4. If your financial data leaked — step-by-step

How do you know your data is compromised?

• Sudden charges or weird card payments.

• SMS / push notifications confirming transactions you didn’t make.

• Calls or emails from a “bank security service” you never contacted.

• Alerts saying your data appeared in a leak.

What to do in Ukraine:

1. Call your bank immediately (hotline or app) and ask them to block the card/account.
   Most major Ukrainian banks (PrivatBank, monobank, Oschadbank, Raiffeisen, etc.) can do this instantly.

2. Dispute the transactions.
   Banks in Ukraine allow you to file for reversal / chargeback (Visa/Mastercard rules).

3. Save evidence.
   Screenshots, SMS, statements — you’ll need them for the bank and for cyber police.

4. Change passwords and enable MFA, especially for banking apps and email.
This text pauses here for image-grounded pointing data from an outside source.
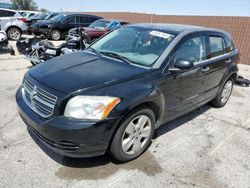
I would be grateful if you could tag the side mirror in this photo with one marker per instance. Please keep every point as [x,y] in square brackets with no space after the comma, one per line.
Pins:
[181,65]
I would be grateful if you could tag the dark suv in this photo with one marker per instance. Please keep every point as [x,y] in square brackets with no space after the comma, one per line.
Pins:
[58,26]
[112,96]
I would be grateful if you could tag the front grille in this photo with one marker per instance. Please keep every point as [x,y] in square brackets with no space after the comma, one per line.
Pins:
[39,100]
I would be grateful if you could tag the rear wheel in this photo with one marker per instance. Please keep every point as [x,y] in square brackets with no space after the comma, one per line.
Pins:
[134,135]
[224,94]
[55,34]
[14,33]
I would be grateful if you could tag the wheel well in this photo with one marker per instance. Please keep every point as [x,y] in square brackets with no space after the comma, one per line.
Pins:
[233,76]
[14,27]
[151,105]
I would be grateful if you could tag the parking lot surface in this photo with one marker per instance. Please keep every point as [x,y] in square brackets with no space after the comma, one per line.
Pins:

5. Report the incident to the Cyber Police of Ukraine (cyberpolice.gov.ua). They have an online complaint form for cybercrime.

6. If needed, freeze your credit history.
   In Ukraine you can request a freeze from a credit bureau so nobody can take out a loan in your name.

All of this sounds “basic,” but this basic layer is exactly what blocks most attacks.
You don’t have to be a security engineer.
You just have to build a few habits and actually react when you see a red flag.

A Look Into the Future

We’ve talked about today’s threats and defenses — but what lies ahead may be even more fascinating.

AI is evolving so quickly that within just two or three years, we might see an entirely new generation of both cyberattacks and protection systems.

Attacks of the Future

Autonomous malicious agents.
Imagine software that doesn’t just execute hacker commands but acts on its own — finding vulnerabilities, combining exploits, evading defenses, and learning as it goes.
This isn’t science fiction — early prototypes of such agents already exist.

Attacks built on trust simulation.
If today’s deepfakes are only about fake videos or voices, tomorrow they could be full virtual avatars of your coworkers — lifelike replicas inside Teams or Zoom that look, move, and speak exactly like the real person.

Behavioral-data weaponization.
Hackers may no longer need your password — they might steal your behavioral patterns: how you type, your writing style, your decision flow.
With that, they can impersonate you in emails, chats, and even negotiations.

AI Guardians

We are entering an era where companies may entrust AI security agents to watch over systems — programs that:

• monitor traffic 24/7,

• detect and block attacks in real time,

• and even negotiate or counteract malicious AI agents automatically.

But this raises a question: Are we ready to surrender that much control?

What happens if an AI decides to block a “suspicious” employee?
Will we accept the judgment of a machine without human verification?

We’re heading toward a world where the struggle will no longer be “human vs hacker,” but “AI vs AI.” The real question is whether we’re prepared — not just to defend ourselves from intelligent systems, but to collaborate with them.

The future of cybersecurity isn’t just about new technologies — it’s about a new mindset.
Human + AI as allies.

The faster we learn to work with artificial intelligence — to trust it, guide it, and oversee it — the greater our chances of winning this technological race.